9 Ocak 2011 Pazar

SİZİ ENGELLEYEN BİR ŞEYLER Mİ VAR?

BİR DE ONUNKİLERİ DİNLEYİN…

Soichiro Honda, 1938 yılında bir öğrenciydi. Bütün parasını küçük bir atölyeye yatırmıştı. İşe yarayacağına inandığı piston ringleri konusundaki fikirlerini, ufak bir ekiple uygulamaya koyulmuşlardı. Gecesini gündüzüne katıp atölyede çalışıyordu. Parasız kaldığı zamanlarda , karısının mücevherlerini rehin bırakıyordu ve hayalini kurduğu proje üzerinde çalışıyordu.


Projeyi tamamladı. Ekibiyle çok mutluydular çünkü bu projeyi TOYOTA firmasına sunacaklardı. Uzun ve yoğun bir çalışmanın ürünü olan piston ringlerinin TOYOTA tarafından kabul göreceğinden emindiler…

Projeyi sundular ve TOYOTA, böyle bir teknolojinin işe yaramayacağını düşündüğü için kabul etmedi ve Honda tekrar okuluna döndü. Okula döndüğünde herkes ona “ Biz bu işin olmayacağını zaten söylemiştik.” diyordu  ve onun fikirleriyle alay etmeye devam ediyorlardı. Ailesi de onun başaramayacağı konusundaki fikirlerini Honda’dan sakınmıyorlardı…
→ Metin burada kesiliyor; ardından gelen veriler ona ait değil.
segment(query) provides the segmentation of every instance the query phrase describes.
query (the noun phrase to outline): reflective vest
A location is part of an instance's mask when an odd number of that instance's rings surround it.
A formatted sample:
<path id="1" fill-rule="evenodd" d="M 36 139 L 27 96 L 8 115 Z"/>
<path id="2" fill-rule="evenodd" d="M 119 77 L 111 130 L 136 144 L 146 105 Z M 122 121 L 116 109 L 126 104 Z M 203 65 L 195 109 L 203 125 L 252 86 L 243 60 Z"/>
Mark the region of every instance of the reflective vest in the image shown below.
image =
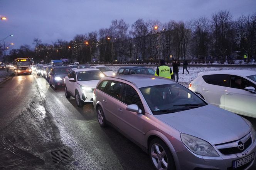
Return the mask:
<path id="1" fill-rule="evenodd" d="M 159 76 L 170 79 L 171 76 L 173 74 L 173 72 L 172 72 L 172 73 L 170 73 L 170 70 L 171 68 L 166 65 L 161 65 L 158 68 L 158 69 L 159 70 L 159 75 L 157 74 L 156 71 L 155 73 L 155 75 L 156 76 Z"/>

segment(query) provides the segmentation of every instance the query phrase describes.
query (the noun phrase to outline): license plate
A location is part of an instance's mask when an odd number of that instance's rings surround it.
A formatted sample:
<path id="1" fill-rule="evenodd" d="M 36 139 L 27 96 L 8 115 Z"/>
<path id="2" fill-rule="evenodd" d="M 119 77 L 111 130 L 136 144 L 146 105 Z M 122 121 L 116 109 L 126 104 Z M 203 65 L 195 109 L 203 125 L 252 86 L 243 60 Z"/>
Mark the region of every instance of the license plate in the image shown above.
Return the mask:
<path id="1" fill-rule="evenodd" d="M 233 168 L 235 168 L 246 164 L 254 160 L 254 153 L 247 157 L 232 161 Z"/>

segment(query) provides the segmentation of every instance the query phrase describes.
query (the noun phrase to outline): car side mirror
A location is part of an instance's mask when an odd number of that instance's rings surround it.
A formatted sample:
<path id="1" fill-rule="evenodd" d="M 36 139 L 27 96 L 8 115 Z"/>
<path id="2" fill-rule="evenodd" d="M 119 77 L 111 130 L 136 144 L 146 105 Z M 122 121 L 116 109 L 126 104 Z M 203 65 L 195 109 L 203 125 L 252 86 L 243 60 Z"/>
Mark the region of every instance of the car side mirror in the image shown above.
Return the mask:
<path id="1" fill-rule="evenodd" d="M 251 86 L 246 87 L 244 88 L 244 90 L 248 92 L 250 92 L 251 93 L 253 94 L 256 93 L 256 92 L 255 92 L 255 88 Z"/>
<path id="2" fill-rule="evenodd" d="M 126 110 L 133 112 L 138 113 L 141 113 L 142 112 L 141 109 L 139 108 L 139 107 L 138 106 L 138 105 L 134 104 L 128 105 L 126 107 Z"/>
<path id="3" fill-rule="evenodd" d="M 69 78 L 69 82 L 75 82 L 75 79 L 74 78 Z"/>

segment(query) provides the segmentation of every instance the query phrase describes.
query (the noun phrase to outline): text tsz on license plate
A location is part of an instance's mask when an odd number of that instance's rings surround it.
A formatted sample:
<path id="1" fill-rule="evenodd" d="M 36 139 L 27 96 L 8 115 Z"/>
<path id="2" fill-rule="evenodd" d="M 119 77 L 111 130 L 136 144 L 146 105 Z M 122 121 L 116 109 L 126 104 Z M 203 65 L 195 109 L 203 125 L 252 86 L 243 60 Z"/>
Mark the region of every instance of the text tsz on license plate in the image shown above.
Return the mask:
<path id="1" fill-rule="evenodd" d="M 233 161 L 232 162 L 233 168 L 235 168 L 241 167 L 254 159 L 254 152 L 247 157 L 244 157 L 237 160 Z"/>

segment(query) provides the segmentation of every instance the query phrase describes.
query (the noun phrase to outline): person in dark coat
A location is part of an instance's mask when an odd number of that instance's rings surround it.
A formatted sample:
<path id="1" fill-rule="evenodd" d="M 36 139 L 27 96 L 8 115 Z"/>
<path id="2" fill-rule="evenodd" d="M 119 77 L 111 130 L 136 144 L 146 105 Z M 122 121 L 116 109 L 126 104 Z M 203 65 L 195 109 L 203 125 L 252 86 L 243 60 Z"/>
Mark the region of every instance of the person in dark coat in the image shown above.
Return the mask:
<path id="1" fill-rule="evenodd" d="M 173 80 L 175 81 L 175 77 L 177 77 L 176 81 L 179 80 L 179 67 L 180 66 L 180 62 L 176 60 L 173 60 L 172 62 L 173 70 Z"/>
<path id="2" fill-rule="evenodd" d="M 182 63 L 182 65 L 183 65 L 183 73 L 182 74 L 184 74 L 184 70 L 185 69 L 187 71 L 187 73 L 189 74 L 189 70 L 187 70 L 187 65 L 188 65 L 189 63 L 188 63 L 187 62 L 187 60 L 185 59 L 184 59 L 183 60 L 183 63 Z"/>

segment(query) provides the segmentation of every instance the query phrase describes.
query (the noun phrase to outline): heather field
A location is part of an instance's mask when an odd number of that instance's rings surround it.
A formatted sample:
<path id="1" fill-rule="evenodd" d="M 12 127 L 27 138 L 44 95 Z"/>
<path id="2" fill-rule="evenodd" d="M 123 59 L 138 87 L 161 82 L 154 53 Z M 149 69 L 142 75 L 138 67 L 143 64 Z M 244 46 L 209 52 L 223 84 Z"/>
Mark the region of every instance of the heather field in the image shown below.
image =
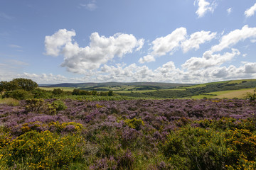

Honda için bu önemli değildi. Fikir üretmeye ve uygulamaya devam etti. Ne istediğini ve ne elde edeceğini biliyordu.

Sonunda TOYOTA, ona istediği ve hayalini kurduğu teklifi sunmuştu. O da kabul etti  ve böylece kendi fabrikalarını kuracaklardı. Fakat bir sorun çıkmıştı. Dönemin hükümeti fabrika kurmak için beton vermeyi kabul etmemişti. :Çünkü kapıda bekleyen bir savaş vardır…
Soichiro Honda için bu durum bir şikayet etme zamanı ya da pes etme sebebi değil, daha yaratıcı fikir üretme zamanı olmuştur. Sonrasında ekibiyle kendi betonlarını üretmişlerdir.

Honda, ekibiyle birlikte fabrikalarını kurdu ve üretime başladılar. Her şey yolunda gidiyordu fakat bu sırada ülkesinde büyük bir savaş vardır.Savaş sırasında, Honda’nın hayalini kurduğu ve hayalini gerçekleştirdiği fabrika 2 kere bombalandı.

Buradan sonra yazının “Sonra Honda hayaline küstü ve bir iş bulup geçimini sağladı…” diye devam edeceğini düşünüyorsanız yanılıyorsunuz.

Honda bu durumu da fırsata çevirdi ve bombalardan ve bombaların etkisinde dağılan benzin tenekeleri, onun istediği piston ringleri ve tasarladığı modelleri yaratmada çok kullanışlı bir maddeye çevirdi… Honda yine başarmaya devam ediyordu.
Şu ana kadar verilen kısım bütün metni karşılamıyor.